Cabin acoustic comfort is a major contributor to the potential sales success of new aircraft, cars, trucks, and trains. Recent design challenges have included the increased use of composites, and the switch to electrically powered vehicles, each of which change the interior noise spectral content and level. The role of acoustic absorption in cabins is key to the optimisation of cabin acoustic comfort for modern vehicles, with acoustic impedance data needed in order to assess and optimise the impact of each component of a given lay-up.
Measurements of absorbing interior trim are traditionally performed using either sample holder tests in a static impedance tube (impedance and absorption), or through tests in reverberation rooms (absorption only). Both of these procedures present challenges. In-tube absorption and impedance measurements are destructive, requiring highly accurate sample cutting and sealing. Reverberation room absorption measurements are subject to the effects of varying room diffusion, along with the impact of edge diffraction, sample geometry, and location. Finally, while non-destructive methods using hand-held probes also measure absorption, they are not able to measure impedance accurately.

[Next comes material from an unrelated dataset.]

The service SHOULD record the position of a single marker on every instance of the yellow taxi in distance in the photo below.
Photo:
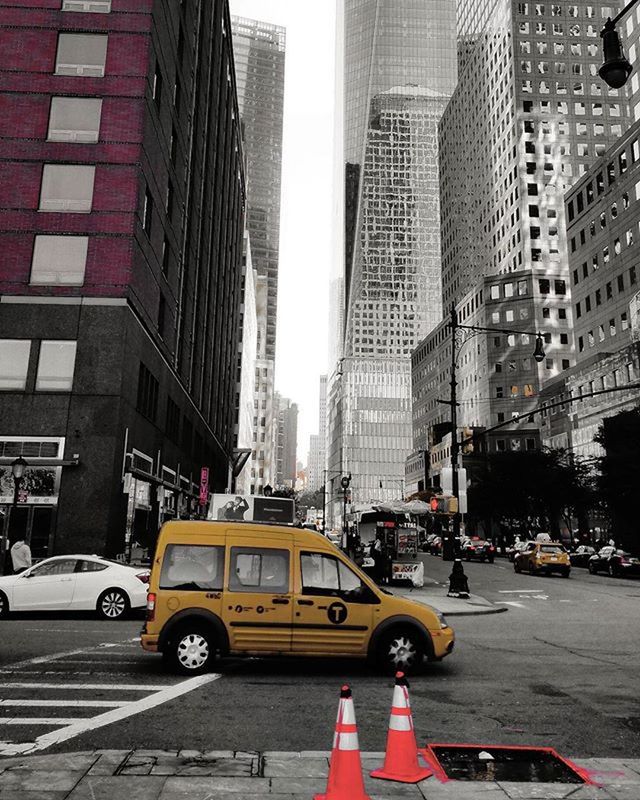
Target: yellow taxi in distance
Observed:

This paper describes fast non-destructive tests using a portable flanged impedance tube, and how they be used to quantify and optimise the absorption of interior trims. Measurements are made on non-locally reacting lay-ups, with the results corrected to equivalent in-tube results using a flanged-to-sample holder correction factor. The corrected flanged tube results are then compared with baseline in-tube measurements. Discussions address data quality and how the non-destructive measurements may be used to optimise lay-ups for increased absorption.